Trump’s Justice Department Says CFPB Should Not Be Independent

A federal court is preparing to take up the constitutionality of the consumer bureau, an agency that Republicans and financial companies have long criticized

Consumer Financial Protection Bureau building in Washington. (Photo: Diego M. Radzinschi/NLJ) Consumer Financial Protection Bureau building in Washington. (Photo: Diego M. Radzinschi/NLJ)

The U.S. Justice Department argued Friday that the Consumer Financial Protection Bureau should be stripped of its independence, a reversal of an earlier stance that the president only had the power to remove the Obama-era agency’s director for cause, not at will.

Justice Department lawyers told a Washington federal appeals court that the CFPB’s single-director design “lacks those critical structural attributes that have been thought to justify ‘independent’ status for multi-member regulatory commissions.”

“Moreover, because a single agency head is unchecked by the constraints of group decision-making among members appointed by different presidents, there is a greater risk that an ‘independent’ agency headed by a single person will engage in extreme departures from the president’s executive policy,” the Justice Department said in a friend of the court brief.

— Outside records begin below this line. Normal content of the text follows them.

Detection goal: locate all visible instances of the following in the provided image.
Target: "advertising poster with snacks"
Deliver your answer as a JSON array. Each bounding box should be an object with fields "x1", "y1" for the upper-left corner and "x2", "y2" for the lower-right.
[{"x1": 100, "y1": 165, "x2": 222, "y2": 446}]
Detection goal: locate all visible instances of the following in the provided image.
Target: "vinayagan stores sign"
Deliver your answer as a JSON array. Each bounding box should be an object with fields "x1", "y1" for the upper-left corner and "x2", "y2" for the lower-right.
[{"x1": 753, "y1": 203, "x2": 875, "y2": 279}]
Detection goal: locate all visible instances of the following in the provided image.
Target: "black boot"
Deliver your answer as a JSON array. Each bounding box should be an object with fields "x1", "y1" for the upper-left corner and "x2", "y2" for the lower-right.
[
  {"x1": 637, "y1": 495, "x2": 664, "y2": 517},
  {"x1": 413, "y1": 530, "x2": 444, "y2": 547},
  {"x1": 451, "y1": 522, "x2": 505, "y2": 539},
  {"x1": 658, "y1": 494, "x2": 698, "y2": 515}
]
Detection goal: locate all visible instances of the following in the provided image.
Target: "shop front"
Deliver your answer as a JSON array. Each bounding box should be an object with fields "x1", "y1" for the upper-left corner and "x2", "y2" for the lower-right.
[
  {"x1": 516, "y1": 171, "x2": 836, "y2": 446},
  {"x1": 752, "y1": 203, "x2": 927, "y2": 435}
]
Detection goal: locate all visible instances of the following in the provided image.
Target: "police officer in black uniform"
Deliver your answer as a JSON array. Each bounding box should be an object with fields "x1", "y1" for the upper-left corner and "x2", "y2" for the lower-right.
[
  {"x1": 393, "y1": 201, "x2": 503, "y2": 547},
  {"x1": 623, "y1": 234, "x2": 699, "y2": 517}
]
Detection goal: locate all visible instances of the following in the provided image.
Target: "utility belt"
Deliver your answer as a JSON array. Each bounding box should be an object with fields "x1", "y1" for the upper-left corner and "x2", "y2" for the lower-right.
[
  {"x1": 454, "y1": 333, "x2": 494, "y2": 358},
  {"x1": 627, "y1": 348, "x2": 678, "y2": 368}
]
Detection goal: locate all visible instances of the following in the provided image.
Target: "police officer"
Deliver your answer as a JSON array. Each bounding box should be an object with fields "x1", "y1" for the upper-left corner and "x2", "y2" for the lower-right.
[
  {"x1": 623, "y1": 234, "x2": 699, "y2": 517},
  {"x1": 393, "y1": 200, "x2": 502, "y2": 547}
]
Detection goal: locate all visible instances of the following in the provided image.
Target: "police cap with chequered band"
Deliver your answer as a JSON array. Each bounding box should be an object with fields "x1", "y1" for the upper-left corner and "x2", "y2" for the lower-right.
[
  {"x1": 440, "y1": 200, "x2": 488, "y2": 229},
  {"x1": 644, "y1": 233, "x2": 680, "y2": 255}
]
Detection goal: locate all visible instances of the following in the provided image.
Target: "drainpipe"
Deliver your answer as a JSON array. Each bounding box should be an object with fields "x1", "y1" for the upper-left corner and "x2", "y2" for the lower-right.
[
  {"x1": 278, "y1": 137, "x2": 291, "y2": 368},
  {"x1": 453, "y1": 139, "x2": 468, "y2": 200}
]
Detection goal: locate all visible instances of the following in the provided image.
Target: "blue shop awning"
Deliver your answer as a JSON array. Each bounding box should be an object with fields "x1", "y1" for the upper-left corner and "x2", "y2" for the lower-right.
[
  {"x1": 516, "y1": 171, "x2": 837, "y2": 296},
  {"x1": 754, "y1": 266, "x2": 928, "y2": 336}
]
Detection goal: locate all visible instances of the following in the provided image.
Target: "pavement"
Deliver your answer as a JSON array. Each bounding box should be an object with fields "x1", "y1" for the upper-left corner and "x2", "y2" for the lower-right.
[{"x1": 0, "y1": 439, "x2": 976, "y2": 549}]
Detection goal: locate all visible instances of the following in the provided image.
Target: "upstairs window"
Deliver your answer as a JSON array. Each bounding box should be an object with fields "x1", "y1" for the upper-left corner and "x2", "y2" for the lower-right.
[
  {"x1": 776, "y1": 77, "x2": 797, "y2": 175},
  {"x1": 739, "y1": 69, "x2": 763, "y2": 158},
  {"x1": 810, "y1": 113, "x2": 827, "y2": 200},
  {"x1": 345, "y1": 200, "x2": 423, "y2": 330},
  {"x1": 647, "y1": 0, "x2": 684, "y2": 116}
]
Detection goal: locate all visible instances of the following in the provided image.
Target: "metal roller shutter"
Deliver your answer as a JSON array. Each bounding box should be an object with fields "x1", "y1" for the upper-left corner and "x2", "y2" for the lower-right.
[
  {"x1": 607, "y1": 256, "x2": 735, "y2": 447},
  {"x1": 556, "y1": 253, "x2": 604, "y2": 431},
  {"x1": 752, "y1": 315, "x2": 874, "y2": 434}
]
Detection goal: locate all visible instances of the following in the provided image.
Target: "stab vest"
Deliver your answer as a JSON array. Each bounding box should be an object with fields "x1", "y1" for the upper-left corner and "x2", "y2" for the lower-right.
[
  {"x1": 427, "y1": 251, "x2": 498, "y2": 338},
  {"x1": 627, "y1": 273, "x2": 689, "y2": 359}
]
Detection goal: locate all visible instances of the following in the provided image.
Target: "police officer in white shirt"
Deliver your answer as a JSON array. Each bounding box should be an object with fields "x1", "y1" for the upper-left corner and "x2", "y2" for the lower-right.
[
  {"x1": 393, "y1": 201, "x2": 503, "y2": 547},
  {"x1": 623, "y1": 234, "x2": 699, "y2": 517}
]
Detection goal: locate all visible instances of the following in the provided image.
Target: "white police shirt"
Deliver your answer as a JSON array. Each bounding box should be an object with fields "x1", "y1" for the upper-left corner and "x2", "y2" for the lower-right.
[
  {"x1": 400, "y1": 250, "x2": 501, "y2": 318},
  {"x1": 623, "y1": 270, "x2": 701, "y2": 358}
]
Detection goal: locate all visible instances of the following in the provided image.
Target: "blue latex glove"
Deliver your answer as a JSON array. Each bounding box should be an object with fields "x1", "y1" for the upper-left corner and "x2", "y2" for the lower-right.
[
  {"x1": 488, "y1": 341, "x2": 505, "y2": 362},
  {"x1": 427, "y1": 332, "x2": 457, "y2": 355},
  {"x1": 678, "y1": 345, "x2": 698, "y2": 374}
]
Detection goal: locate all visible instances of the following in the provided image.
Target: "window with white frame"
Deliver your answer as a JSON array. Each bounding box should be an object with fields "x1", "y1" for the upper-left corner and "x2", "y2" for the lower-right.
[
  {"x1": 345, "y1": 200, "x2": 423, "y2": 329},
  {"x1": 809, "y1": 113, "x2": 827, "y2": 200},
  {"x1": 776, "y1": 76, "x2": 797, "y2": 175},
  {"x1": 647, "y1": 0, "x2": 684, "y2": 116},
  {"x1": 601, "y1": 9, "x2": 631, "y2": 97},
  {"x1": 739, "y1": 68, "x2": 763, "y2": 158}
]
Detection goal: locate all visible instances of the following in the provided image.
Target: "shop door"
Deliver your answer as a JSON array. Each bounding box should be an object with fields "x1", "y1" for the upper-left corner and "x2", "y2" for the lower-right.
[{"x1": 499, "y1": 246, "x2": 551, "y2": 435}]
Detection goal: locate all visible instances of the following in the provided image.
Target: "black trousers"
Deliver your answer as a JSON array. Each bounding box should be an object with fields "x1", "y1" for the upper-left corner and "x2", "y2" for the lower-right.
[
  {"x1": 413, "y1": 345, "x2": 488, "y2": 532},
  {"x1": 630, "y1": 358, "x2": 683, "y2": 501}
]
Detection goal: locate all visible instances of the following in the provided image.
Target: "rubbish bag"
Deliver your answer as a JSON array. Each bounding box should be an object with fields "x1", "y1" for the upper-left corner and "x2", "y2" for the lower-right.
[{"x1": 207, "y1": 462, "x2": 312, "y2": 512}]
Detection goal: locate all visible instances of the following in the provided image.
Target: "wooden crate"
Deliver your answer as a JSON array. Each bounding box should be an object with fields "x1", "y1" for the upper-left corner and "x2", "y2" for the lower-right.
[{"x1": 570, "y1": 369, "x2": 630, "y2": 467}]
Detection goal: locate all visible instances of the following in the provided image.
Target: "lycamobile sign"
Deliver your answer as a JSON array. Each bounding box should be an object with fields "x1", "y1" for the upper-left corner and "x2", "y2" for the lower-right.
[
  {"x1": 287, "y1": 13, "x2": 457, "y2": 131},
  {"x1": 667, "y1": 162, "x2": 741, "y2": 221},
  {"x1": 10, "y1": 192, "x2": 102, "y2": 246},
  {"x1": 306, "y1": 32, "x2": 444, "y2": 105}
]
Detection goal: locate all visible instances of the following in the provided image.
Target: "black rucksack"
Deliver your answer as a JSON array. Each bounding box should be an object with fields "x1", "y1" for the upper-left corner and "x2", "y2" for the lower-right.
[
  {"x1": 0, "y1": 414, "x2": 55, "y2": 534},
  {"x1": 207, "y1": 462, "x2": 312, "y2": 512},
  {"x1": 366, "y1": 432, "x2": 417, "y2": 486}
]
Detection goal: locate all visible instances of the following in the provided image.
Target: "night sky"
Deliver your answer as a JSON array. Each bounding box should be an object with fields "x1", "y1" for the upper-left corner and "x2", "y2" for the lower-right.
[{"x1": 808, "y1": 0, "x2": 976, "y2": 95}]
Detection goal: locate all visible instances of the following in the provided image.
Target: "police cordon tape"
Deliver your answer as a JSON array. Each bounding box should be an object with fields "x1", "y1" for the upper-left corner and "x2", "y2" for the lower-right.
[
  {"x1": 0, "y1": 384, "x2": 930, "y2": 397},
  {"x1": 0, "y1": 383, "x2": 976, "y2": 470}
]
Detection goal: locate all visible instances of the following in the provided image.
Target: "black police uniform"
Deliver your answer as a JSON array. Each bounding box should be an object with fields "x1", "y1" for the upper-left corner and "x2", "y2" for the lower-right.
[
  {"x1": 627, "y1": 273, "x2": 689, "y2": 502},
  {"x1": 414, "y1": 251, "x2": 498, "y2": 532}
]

The full U.S. Court of Appeals for the D.C. Circuit is preparing to take up the constitutionality of the consumer bureau, an agency that Republicans and financial companies have long criticized as a rogue regulator that too often stretches outside its jurisdiction.

A divided three-judge panel in October, led by Brett Kavanaugh, found the “massive, unchecked” power of the director unlawful in October. The full appeals court later wiped out the panel decision in PHH Corp. v. CFPB, setting the stage for new argument on May 24. The case has attracted significant attention from pro-business groups, consumer advocates and state attorneys general.

Before Friday, the Justice Department had urged the full D.C. Circuit to review the panel’s decision but had not taken a position in the case on whether the president should be able to fire the CFPB director at will.

In an unrelated CFPB case in the Washington trial court, the Justice Department, under the leadership of then-Attorney General Eric Holder Jr., had defended the CFPB. The department said in that case that restrictions on the president’s authority to remove the agency director were lawful.

Citing the panel ruling in the PHH Corp. case, DOJ on Friday switched its position.

“After reviewing the panel’s opinion here and further considering the issue, the department has concluded that the better view is that the provision is unconstitutional,” DOJ lawyers wrote in their amicus brief.

The brief was submitted under the name of Chad Readler, the acting assistant attorney general in charge of DOJ’s Civil Division. Readler was among the Jones Day lawyers who joined the Trump administration.

The DOJ’s position was not a surprise. Earlier this month, DOJ lawyers said in a court filing that “the views of the United States on matters involving the president’s removal power are not always entirely congruent with the views of independent agencies.”

The consumer agency, created in the aftermath of the financial crisis, has defended itself in the appeals court. The D.C. Circuit earlier sought the views of the Justice Department. Those views are critical—they might come into play if the case, as expected, reaches the U.S. Supreme Court later this year.

Under the law that created the CFPB, Attorney General Jeff Sessions could prevent the agency from defending itself at the high court. That statute allows CFPB lawyers to appear before the Supreme Court  only after receiving written permission from the attorney general or receiving no response within 60 days of their request.

PHH Corp., a mortgage lender, is represented by Gibson, Dunn & Crutcher partner Theodore Olson, who is set to argue in front of the en banc D.C. Circuit. The company is challenging a $109 million penalty for allegedly referring consumers to mortgage insurers in exchange for kickbacks.